It’s one of the best interview clips I’ve seen in 15 years of covering Penn State football. Because it’s honest, candid and, frankly, the guy doing the talking doesn’t seem to give a rip what anybody else thinks.
Even the ending of the clip is terrific. The remarks are so good that you can actually hear a reporter who has covered PSU for nearly 40 years, Mike Poorman of StateCollege.com, say, “Wow!.”
This is the awesome exchange between QB Sean Clifford and Mark Brennan of Lions247 with Fight On State after PSU’s 27-17 win at Michigan on Saturday.
Now listen, we in the media love it when players and coaches tell us the truth. We hear so many canned answers and coach speak that it sometimes can seem like a mind-numbing waste of time even talking to athletes. They don’t want to tell us the truth because, hey, a lot of times, the truth isn’t all that good to either them or their team.
So it’s refreshing when we do get to talk to athletes who aren’t afraid to be themselves and speak their mind, regardless of what anyone else thinks. That is why just about every member of the Penn State beat will tell you that their favorite player to deal with in the past 20 years has been QB Matt McGloin, who was nicknamed “Moxie” because of his confidence and candor.
There’s no doubt that Sean Clifford was lousy early this season. He threw a bunch of terrible interceptions and had bad fumbles, and certainly his struggles were a big reason why Penn State started 0-4, leading him to be benched in favor of Will Levis last week against Iowa.
That had to be humbling for Clifford. Or at least you would think so.
Brennan asked a good question about whether the quarterback ever doubted himself, and Clifford showed he was having none of that.
“No,” he said, before the question was even finished.
Brennan, who has covered PSU for nearly 30 years, then asked a perfect follow-up question: “Why not?”
Clifford’s response above tells you a lot about him.
He is incredibly confident in himself. No doubt about it.
Truth be told, he even sounds pretty arrogant in the way he answered the question. But so be it. He had just finished playing a really good game and delivering Penn State a desperately needed victory after an 0-5 start, so if he wants to sound a little arrogant, he had every right on this day.
Clifford completed 17-of-28 passes for 163 yards with NO INTERCEPTIONS. That last part is huge.
He also was fantastic running the ball. He scored a touchdown on a 28-yard run and also had a 29-yard scramble that set up a field goal.
Clifford, more than any other player, is the reason Penn State won the game. Yes, freshman Keyvone Lee was terrific with 134 yards rushing, and as Clifford pointed out, the offensive line played great.
But Clifford made the plays when they had to be made. He made the biggest throw of the season to keep the biggest drive of the season alive, hitting Jahan Dotson on third-and-7 from the Michigan 12 to get a first down that led to a touchdown and insurmountable 27-17 lead with 8:12 to go.

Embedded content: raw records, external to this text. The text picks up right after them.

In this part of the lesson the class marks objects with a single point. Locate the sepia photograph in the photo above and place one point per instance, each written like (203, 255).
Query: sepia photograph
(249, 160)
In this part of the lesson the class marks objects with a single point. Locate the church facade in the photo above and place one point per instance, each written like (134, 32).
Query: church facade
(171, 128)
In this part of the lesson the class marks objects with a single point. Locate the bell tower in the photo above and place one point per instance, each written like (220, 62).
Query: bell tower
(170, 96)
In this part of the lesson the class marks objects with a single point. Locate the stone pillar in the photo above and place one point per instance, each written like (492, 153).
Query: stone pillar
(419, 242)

Clifford’s confidence can help this Penn State team. He is a leader and expects himself and everyone around him to do what it takes to win.
Clifford’s arrogance, though, can and has been a detriment at times. He believes so much in his ability that he has tried to do too much at times, and that has led to a bunch of costly turnovers and negative plays.

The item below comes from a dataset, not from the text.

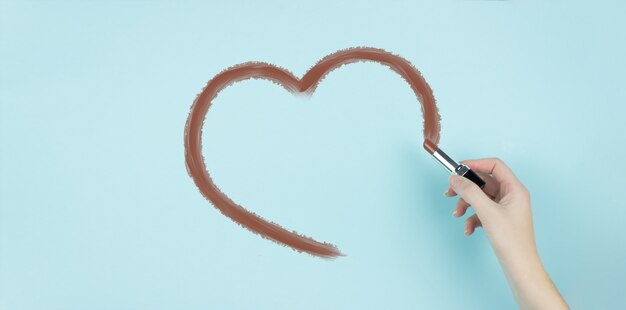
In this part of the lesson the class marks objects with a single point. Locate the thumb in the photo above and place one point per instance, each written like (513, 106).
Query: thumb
(470, 192)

If Clifford can play under control as he did Saturday, he is definitely capable of leading the PSU offense to success. And in that scenario, he could help the Lions have a chance to win out the rest of the regular season.
But if Clifford’s confidence starts seeping into arrogance on the field, it can lead to bad decisions, too many risks and more bad turnovers. Then, Penn State could potentially lose to anyone else that it plays, even Rutgers this week.
What Penn State needs is a level-headed, consistent quarterback who makes the plays he’s supposed to make and doesn’t hurt the team with big mistakes.
Clifford was that quarterback against Michigan.
It’ll be interesting to see if he can keep it up the rest of the season.